How does he do it? The South Korean director Hong Sang-soo, an art house and film festival celebrity, makes the same movie over and over and over. It’s always about a famous director/novelist/poet with an ego and desires that are not honorable, and a beautiful but vulnerable actress/painter/film student; and they always take place in a bar or café or near a cinema house or gallery or theater. But despite this repetition, which stretches all the way back to the beginning of this century’s first decade, Hong’s films never fail to engage—and sometimes even enchant. 

This can be said of In Front of Your Face, one of four films Hong completed during the COVID-19 pandemic. (Yes, we are still in it.) It’s about a famous middle-aged actress, Sang-ok (Lee Hye-young), and a famous middle-aged director, Jae-won (Kwon Hae-hyo). Sang-ok currently lives in the US, and Jae-won is trying to bring her out of retirement to star in a film that sounds very much like the ones Sang-soo makes. It won’t take long: Jae-won is flexible, and all that’s needed is the camera in his car.

The director has lots of drinks with her (not surprising), eats with her (not surprising), smokes with her (not surprising), and wants to sleep with her (of course). This is exactly a Sang-soo film: long takes, dialogue that seems to go nowhere, awkward situations, café tables next to large windows, moments in gardens or parks; and the realm, concerns, and pleasures of South Korea’s creative class from the director’s perspective. But unlike most of Hong’s films, In Front of Your Face takes a serious—indeed, one might say adult—turn in its final act.

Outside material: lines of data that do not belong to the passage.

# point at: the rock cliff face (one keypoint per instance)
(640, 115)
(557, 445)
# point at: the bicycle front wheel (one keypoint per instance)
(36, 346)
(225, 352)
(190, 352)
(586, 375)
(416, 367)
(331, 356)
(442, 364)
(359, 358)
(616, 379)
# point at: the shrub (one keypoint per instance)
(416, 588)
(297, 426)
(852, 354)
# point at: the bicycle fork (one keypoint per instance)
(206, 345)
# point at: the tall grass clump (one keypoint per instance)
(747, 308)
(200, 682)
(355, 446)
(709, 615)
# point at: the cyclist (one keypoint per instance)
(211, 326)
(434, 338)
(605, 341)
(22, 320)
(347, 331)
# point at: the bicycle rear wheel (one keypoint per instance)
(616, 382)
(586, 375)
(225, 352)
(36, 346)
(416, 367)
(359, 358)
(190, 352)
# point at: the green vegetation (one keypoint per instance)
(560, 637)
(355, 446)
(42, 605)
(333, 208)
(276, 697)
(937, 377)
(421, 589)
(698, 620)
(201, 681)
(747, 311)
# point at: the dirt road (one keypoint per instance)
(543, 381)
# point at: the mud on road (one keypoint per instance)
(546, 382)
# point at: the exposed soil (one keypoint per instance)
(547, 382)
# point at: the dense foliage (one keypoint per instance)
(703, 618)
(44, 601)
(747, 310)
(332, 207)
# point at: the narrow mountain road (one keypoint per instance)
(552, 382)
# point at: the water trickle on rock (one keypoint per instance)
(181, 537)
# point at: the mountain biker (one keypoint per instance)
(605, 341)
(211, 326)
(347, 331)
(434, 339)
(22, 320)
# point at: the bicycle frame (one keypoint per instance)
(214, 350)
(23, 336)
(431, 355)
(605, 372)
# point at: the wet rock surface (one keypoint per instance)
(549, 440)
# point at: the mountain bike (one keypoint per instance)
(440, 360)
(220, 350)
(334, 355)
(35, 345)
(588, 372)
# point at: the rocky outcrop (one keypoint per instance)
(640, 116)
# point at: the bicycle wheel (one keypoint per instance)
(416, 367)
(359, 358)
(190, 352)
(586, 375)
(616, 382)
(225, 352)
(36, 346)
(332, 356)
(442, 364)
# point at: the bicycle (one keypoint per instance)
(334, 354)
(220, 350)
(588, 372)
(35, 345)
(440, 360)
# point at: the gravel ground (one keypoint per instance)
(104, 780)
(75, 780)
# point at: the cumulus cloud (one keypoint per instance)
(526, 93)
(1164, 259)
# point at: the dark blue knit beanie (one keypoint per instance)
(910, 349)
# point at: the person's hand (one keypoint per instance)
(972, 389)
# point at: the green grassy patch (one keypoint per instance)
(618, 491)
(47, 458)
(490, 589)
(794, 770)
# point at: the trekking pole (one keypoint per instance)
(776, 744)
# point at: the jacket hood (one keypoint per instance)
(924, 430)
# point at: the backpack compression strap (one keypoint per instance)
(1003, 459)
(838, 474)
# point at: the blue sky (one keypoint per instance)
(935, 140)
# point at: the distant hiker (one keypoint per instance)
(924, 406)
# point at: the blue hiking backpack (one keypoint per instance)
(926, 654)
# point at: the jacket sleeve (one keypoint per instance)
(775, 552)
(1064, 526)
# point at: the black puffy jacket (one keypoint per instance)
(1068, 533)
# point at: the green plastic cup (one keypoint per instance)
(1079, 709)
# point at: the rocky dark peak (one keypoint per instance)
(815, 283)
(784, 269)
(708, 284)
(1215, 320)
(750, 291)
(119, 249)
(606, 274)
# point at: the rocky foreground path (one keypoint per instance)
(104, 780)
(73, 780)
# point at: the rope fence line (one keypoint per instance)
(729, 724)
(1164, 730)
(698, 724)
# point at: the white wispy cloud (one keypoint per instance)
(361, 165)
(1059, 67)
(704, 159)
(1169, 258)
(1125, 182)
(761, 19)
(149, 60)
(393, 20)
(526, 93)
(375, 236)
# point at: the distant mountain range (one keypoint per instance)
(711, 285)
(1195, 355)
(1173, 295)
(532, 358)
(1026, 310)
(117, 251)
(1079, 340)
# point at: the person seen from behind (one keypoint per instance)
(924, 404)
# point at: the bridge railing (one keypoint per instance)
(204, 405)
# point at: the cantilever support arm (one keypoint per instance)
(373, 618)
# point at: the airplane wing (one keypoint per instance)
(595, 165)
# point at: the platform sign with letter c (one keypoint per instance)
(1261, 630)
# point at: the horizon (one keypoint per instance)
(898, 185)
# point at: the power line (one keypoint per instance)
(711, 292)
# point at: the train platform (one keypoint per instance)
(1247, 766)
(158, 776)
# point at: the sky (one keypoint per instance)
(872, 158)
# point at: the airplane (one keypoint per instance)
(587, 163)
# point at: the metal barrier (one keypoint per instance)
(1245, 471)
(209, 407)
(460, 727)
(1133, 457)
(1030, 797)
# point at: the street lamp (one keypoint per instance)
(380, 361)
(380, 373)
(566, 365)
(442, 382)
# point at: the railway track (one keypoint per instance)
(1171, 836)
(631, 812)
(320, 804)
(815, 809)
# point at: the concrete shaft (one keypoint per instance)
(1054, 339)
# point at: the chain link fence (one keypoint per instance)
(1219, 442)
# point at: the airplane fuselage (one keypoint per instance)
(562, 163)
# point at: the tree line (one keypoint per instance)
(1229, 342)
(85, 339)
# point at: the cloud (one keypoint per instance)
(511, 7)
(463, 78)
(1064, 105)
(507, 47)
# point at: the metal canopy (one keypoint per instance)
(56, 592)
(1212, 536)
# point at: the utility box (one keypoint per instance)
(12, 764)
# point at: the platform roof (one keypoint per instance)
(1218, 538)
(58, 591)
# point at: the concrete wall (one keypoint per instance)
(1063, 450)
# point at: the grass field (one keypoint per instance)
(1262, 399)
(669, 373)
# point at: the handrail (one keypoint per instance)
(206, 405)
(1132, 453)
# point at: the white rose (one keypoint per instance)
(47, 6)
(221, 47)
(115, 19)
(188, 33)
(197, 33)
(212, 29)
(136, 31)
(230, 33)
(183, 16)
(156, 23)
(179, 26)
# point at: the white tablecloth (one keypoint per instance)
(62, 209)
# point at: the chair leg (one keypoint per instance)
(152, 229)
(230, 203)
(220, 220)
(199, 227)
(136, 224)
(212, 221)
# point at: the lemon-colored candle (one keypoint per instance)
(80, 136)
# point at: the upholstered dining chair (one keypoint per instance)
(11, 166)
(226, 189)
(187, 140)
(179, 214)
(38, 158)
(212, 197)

The famous actress drops a bomb on the famous director, who turns out to be much like the other directors in Hong’s films, all of whom, in turn, are much like Hong himself: insufferably vain. And yet the movie somehow finds something new and meaningful to say about art and life and the region of twilight between the two.


In Front of Your Face screens at Northwest Film Forum from Jul 8 to Jul 17.